Goldman Sachs assumes Neutral rating on Driven Brands stock

Published 03/06/2025, 09:54
Goldman Sachs assumes Neutral rating on Driven Brands stock

On Tuesday, Goldman Sachs assumed coverage on Driven Brands (NASDAQ: DRVN) with a Neutral rating and set a price target of $20.00, representing an 11.7% upside from the current price of $17.90. The decision follows the company’s recent divestiture of its U.S. car wash business, which has simplified its operations. According to InvestingPro data, the company currently maintains a Fair Value that suggests it’s undervalued at current levels.

In a statement, Goldman Sachs analysts noted that Driven Brands’ story has become "cleaner, easier to understand, and higher quality" after the divestiture. The company, with a market capitalization of $2.94 billion, has demonstrated solid revenue growth of 6.76% over the last twelve months. However, analysts pointed out the absence of a clear catalyst to drive a re-rating of the stock’s multiple in the near term.
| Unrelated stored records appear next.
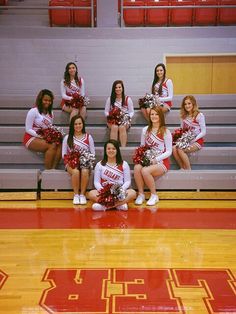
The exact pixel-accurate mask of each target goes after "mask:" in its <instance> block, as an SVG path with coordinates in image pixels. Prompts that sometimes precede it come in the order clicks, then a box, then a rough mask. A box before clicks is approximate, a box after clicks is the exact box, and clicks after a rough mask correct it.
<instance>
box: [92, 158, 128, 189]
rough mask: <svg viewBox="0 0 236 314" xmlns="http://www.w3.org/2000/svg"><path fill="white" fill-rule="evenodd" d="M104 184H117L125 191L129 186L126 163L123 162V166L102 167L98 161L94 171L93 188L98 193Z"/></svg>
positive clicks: (102, 165) (102, 186)
mask: <svg viewBox="0 0 236 314" xmlns="http://www.w3.org/2000/svg"><path fill="white" fill-rule="evenodd" d="M106 183H118V184H120V185H122V187H123V189H124V190H127V189H128V188H129V186H130V184H131V177H130V168H129V165H128V163H127V162H126V161H123V164H122V165H119V166H118V165H109V164H108V163H106V165H105V166H103V165H102V164H101V161H99V162H98V163H97V164H96V167H95V169H94V186H95V188H96V190H98V191H99V190H100V189H102V187H103V186H104V185H106Z"/></svg>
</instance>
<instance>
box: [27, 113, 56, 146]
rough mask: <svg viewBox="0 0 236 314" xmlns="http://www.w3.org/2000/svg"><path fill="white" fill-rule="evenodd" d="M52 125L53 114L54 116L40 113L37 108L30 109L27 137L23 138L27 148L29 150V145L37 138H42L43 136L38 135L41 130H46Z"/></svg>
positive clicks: (28, 114)
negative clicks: (35, 138)
mask: <svg viewBox="0 0 236 314" xmlns="http://www.w3.org/2000/svg"><path fill="white" fill-rule="evenodd" d="M52 124H53V113H52V115H50V114H48V113H47V114H44V113H40V112H39V111H38V108H37V107H34V108H32V109H30V110H29V111H28V113H27V116H26V120H25V135H24V138H23V144H24V145H25V147H26V148H28V146H29V144H30V143H31V142H32V141H33V140H34V139H35V138H41V136H40V135H38V134H37V131H39V130H40V129H46V128H48V127H49V126H50V125H52Z"/></svg>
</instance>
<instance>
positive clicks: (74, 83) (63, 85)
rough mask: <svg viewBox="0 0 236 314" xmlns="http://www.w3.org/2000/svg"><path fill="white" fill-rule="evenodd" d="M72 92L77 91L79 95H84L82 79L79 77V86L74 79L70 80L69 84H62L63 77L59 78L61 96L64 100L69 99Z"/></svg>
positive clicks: (83, 86) (73, 92)
mask: <svg viewBox="0 0 236 314" xmlns="http://www.w3.org/2000/svg"><path fill="white" fill-rule="evenodd" d="M74 93H79V94H80V95H81V96H84V95H85V84H84V79H83V78H82V77H81V87H79V86H78V85H77V84H76V83H75V80H72V81H71V82H70V86H67V85H65V84H64V79H63V80H61V97H62V98H63V99H64V100H71V99H72V98H73V97H72V96H70V95H73V94H74Z"/></svg>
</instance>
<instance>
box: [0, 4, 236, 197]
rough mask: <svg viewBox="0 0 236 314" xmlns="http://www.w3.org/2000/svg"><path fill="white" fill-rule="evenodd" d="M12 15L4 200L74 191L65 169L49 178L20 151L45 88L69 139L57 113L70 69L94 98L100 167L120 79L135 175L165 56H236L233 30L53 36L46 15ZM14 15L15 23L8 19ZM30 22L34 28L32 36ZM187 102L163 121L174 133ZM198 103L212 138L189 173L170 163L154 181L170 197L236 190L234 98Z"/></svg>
mask: <svg viewBox="0 0 236 314" xmlns="http://www.w3.org/2000/svg"><path fill="white" fill-rule="evenodd" d="M33 3H34V1H30V0H25V1H20V2H18V1H16V0H15V1H14V0H9V1H8V4H9V5H11V4H12V5H18V6H20V5H33ZM39 3H40V4H41V5H46V4H47V3H48V1H43V0H39ZM9 11H10V10H9ZM14 12H15V13H14ZM14 12H13V13H14V14H13V13H12V12H5V11H4V12H2V13H0V25H1V29H0V39H1V45H0V60H1V61H0V71H1V84H0V92H1V96H0V189H1V191H2V192H10V191H14V192H16V191H34V192H38V193H37V194H34V197H37V196H38V195H39V196H40V195H43V194H42V193H43V192H45V191H59V190H71V184H70V178H69V176H68V175H67V173H66V172H65V171H64V169H63V164H62V163H61V165H60V169H59V170H47V171H45V170H44V169H43V156H42V154H35V153H32V152H30V151H28V150H26V149H25V148H24V147H23V145H22V144H21V141H22V137H23V134H24V122H25V117H26V114H27V111H28V110H29V108H31V107H32V105H33V103H34V101H35V97H36V95H37V93H38V91H39V90H40V89H42V88H49V89H51V90H52V91H53V92H54V94H55V95H56V99H55V102H54V114H55V124H56V125H58V126H62V127H63V129H64V130H65V131H67V130H68V120H69V119H68V115H67V114H66V113H63V112H62V111H61V109H60V106H59V103H60V90H59V85H60V79H61V78H62V76H63V72H64V67H65V64H66V63H67V62H69V61H75V62H77V64H78V67H79V70H80V72H81V75H82V77H84V79H85V84H86V92H87V95H88V96H89V97H90V105H89V107H88V117H87V121H86V123H87V131H89V132H90V133H91V134H92V136H93V137H94V139H95V144H96V153H97V154H96V156H97V160H99V159H101V156H102V151H103V148H102V146H103V143H104V141H105V140H106V139H108V130H107V129H106V123H105V122H106V121H105V117H104V115H103V110H104V105H105V100H106V98H107V96H109V94H110V89H111V84H112V82H113V81H114V80H115V79H117V78H121V79H123V80H124V82H125V89H126V94H128V95H130V96H131V97H132V99H133V101H134V105H135V116H134V118H133V121H132V124H133V125H132V127H131V129H130V131H129V133H128V146H127V147H126V148H123V149H122V151H123V157H124V159H125V160H127V161H128V162H129V163H130V165H131V168H133V165H132V153H133V151H134V147H136V146H138V145H139V141H140V135H141V129H142V127H143V126H144V125H145V121H144V119H143V117H142V116H141V113H140V111H139V109H138V98H139V97H141V96H143V95H144V93H145V92H147V91H149V89H150V85H151V82H152V76H153V69H154V66H155V65H156V64H157V63H158V62H159V61H162V60H163V55H165V54H167V52H168V53H170V54H171V53H175V52H177V53H179V54H181V53H185V54H186V53H190V54H191V53H196V54H197V53H199V54H214V53H215V52H217V53H219V54H233V52H235V51H236V50H235V48H236V42H235V30H236V28H235V26H227V27H221V26H217V27H204V28H201V27H180V28H178V27H173V28H172V27H167V28H157V29H155V28H153V27H151V28H148V27H145V28H127V29H125V28H106V29H102V28H100V29H99V28H94V29H92V30H91V29H89V28H70V27H60V28H57V27H53V28H50V27H48V25H49V24H48V20H47V19H48V16H47V14H48V13H47V12H46V11H45V10H44V11H43V10H42V11H37V10H34V14H33V15H32V12H31V13H30V12H29V11H27V12H28V13H27V12H26V13H27V15H28V16H27V17H26V15H25V14H26V13H25V14H23V12H22V11H21V14H20V12H19V10H17V9H15V11H14ZM37 12H38V14H37ZM13 15H14V16H15V20H14V21H13V18H12V17H11V16H13ZM32 16H33V17H34V23H33V26H32V27H31V28H29V27H28V25H29V24H30V21H32V20H33V19H32ZM195 17H196V15H195ZM18 18H19V20H18ZM28 18H29V20H27V19H28ZM149 18H150V20H152V19H153V18H154V17H152V16H151V15H150V16H149ZM46 20H47V22H46ZM73 20H74V19H73ZM141 39H143V41H142V40H141ZM143 42H144V43H145V44H143ZM159 43H161V45H160V44H159ZM229 43H230V44H229ZM155 47H157V48H156V49H155ZM114 60H115V61H114ZM167 74H168V68H167ZM183 96H184V95H176V96H175V97H174V105H173V110H172V111H171V112H170V113H168V114H167V119H166V121H167V125H168V127H169V128H170V130H171V131H172V130H174V129H175V128H177V127H178V126H179V116H178V115H179V106H180V103H181V100H182V98H183ZM195 96H196V98H197V101H198V103H199V105H200V108H201V111H202V112H203V113H204V114H205V116H206V124H207V135H206V144H205V146H204V149H202V150H201V151H200V152H198V153H196V154H193V155H192V156H191V163H192V168H193V170H192V171H177V167H176V164H175V163H174V161H173V159H171V170H170V171H169V172H168V173H167V174H166V175H165V176H163V177H162V178H161V179H158V180H157V181H156V182H157V183H156V186H157V188H158V189H160V190H165V191H166V190H167V191H168V190H170V191H171V190H189V191H212V190H214V191H219V190H220V191H223V190H235V188H236V144H235V143H236V95H235V94H207V95H195ZM133 183H134V182H133ZM91 187H92V178H91V180H90V184H89V188H91ZM2 195H3V194H2Z"/></svg>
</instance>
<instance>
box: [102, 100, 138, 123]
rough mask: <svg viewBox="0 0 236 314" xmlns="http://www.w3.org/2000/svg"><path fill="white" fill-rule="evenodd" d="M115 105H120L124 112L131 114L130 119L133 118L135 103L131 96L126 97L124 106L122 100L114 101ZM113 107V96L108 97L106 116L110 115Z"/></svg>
mask: <svg viewBox="0 0 236 314" xmlns="http://www.w3.org/2000/svg"><path fill="white" fill-rule="evenodd" d="M114 106H115V107H118V108H119V109H120V110H121V111H122V112H124V113H126V114H128V115H129V117H130V119H132V117H133V115H134V105H133V101H132V99H131V98H130V97H129V96H126V97H125V103H124V106H122V102H121V101H117V100H116V101H115V102H114ZM111 109H112V105H111V97H108V98H107V101H106V105H105V116H106V117H107V116H109V112H110V110H111Z"/></svg>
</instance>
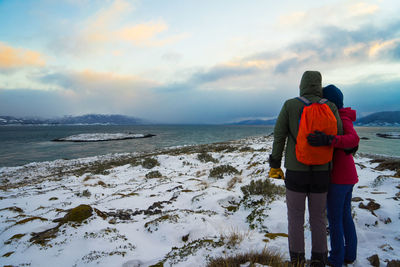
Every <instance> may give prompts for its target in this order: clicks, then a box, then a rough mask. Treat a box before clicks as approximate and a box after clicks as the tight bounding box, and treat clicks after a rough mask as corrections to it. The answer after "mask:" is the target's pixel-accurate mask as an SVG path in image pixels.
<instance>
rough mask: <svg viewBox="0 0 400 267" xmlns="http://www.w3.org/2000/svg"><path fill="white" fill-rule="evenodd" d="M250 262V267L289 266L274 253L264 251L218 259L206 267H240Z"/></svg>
mask: <svg viewBox="0 0 400 267" xmlns="http://www.w3.org/2000/svg"><path fill="white" fill-rule="evenodd" d="M247 262H250V266H253V265H254V264H256V263H259V264H263V265H268V266H272V267H278V266H279V267H285V266H289V265H288V263H285V262H284V260H283V259H282V256H281V255H280V254H278V253H276V252H271V251H268V250H266V249H264V250H263V251H262V252H248V253H242V254H237V255H234V256H228V257H219V258H214V259H211V260H210V262H209V263H208V264H207V267H221V266H223V267H240V266H241V265H242V264H245V263H247Z"/></svg>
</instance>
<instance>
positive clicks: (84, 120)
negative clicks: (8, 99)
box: [0, 114, 146, 125]
mask: <svg viewBox="0 0 400 267" xmlns="http://www.w3.org/2000/svg"><path fill="white" fill-rule="evenodd" d="M145 123H146V122H145V121H144V120H142V119H139V118H135V117H129V116H124V115H102V114H87V115H82V116H65V117H62V118H57V119H31V118H16V117H12V116H0V125H43V124H50V125H93V124H108V125H137V124H145Z"/></svg>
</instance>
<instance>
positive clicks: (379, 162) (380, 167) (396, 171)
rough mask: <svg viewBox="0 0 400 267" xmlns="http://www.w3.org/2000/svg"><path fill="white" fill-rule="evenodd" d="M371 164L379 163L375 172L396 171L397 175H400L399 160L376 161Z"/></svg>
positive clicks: (387, 159)
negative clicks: (384, 170) (378, 171)
mask: <svg viewBox="0 0 400 267" xmlns="http://www.w3.org/2000/svg"><path fill="white" fill-rule="evenodd" d="M371 163H379V164H378V166H376V167H375V170H378V171H383V170H391V171H396V172H397V174H399V172H400V160H399V159H374V160H371ZM399 177H400V176H399Z"/></svg>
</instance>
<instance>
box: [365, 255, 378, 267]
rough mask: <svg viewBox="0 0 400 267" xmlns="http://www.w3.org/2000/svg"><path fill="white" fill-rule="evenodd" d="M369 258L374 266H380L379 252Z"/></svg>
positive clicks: (369, 257) (368, 260)
mask: <svg viewBox="0 0 400 267" xmlns="http://www.w3.org/2000/svg"><path fill="white" fill-rule="evenodd" d="M367 259H368V261H369V262H370V263H371V265H372V266H374V267H379V266H380V263H379V256H378V255H377V254H375V255H372V256H371V257H369V258H367Z"/></svg>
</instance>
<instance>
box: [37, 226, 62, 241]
mask: <svg viewBox="0 0 400 267" xmlns="http://www.w3.org/2000/svg"><path fill="white" fill-rule="evenodd" d="M60 226H61V224H58V225H57V226H56V227H54V228H50V229H48V230H45V231H43V232H39V233H32V234H31V235H32V238H31V239H29V242H32V243H33V244H37V245H41V246H46V245H47V242H49V241H50V239H53V238H56V237H57V232H58V229H59V228H60Z"/></svg>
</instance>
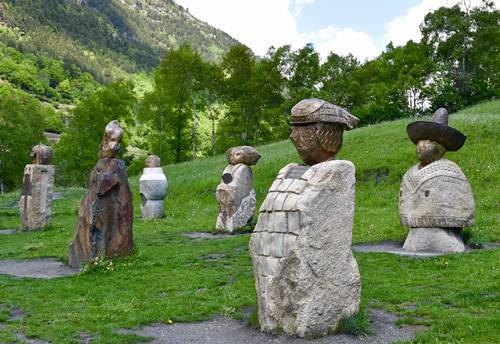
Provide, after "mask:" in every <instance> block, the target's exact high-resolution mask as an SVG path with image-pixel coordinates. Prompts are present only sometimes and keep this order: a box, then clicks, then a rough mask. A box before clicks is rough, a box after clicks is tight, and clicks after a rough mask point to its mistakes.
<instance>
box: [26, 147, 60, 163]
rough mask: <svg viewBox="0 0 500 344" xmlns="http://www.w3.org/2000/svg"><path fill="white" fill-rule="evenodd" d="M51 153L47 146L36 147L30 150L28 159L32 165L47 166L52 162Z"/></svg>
mask: <svg viewBox="0 0 500 344" xmlns="http://www.w3.org/2000/svg"><path fill="white" fill-rule="evenodd" d="M53 152H54V151H53V150H52V148H51V147H49V146H43V145H36V146H35V147H33V149H32V150H31V153H30V158H31V161H32V162H33V163H34V164H41V165H48V164H50V161H51V160H52V154H53Z"/></svg>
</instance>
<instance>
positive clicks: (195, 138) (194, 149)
mask: <svg viewBox="0 0 500 344" xmlns="http://www.w3.org/2000/svg"><path fill="white" fill-rule="evenodd" d="M189 91H191V101H192V102H193V130H192V131H191V137H192V138H193V160H196V102H195V101H194V94H193V85H192V84H191V80H190V81H189Z"/></svg>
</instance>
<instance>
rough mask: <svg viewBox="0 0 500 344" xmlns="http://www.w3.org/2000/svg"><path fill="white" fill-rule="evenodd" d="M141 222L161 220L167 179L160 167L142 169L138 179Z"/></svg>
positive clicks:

The analysts also highlighted Driven Brands’ better-than-expected first-quarter earnings report for 2025 as a positive development. The company maintains a "FAIR" overall financial health score according to InvestingPro, which offers 12+ additional exclusive insights about DRVN’s financial health and growth prospects. Despite this, analysts expressed a preference to wait for more consistent execution before adopting a more positive stance on the stock.

Driven Brands currently trades at a 9.7x next twelve months (NTM) EBITDA multiple, which Goldman Sachs views as presenting a balanced risk/reward profile. This assessment underpins the Neutral rating assigned by the firm.

The company’s recent operational changes and financial performance will continue to be closely monitored by investors and analysts alike.

In other recent news, Driven Brands Holdings Inc. has completed the sale of its U.S. car wash operations to Express Wash Operations, LLC, for a total of $385 million. The transaction includes a $255 million cash payment and a $130 million interest-bearing seller note, with proceeds aimed at reducing the company’s debt. Additionally, Driven Brands has announced the appointment of Rebecca Fondell as the new Senior Vice President and Chief Accounting Officer, bringing extensive experience from her previous roles at Papa John’s International (NASDAQ:PZZA) and Reliance Worldwide Corporation. In financial updates, BofA Securities raised its price target for Driven Brands to $23, maintaining a Buy rating, due to the company’s effective debt reduction and strategic positioning in the market. Stifel analysts also retained a Buy rating with a $22 price target, aligning their financial model with the company’s new reporting structure. The company recently held its annual stockholders meeting, where stockholders re-elected three Class II directors and approved executive compensation and the appointment of PricewaterhouseCoopers LLP as the independent auditor. These developments reflect Driven Brands’ ongoing efforts to streamline operations and enhance financial stability.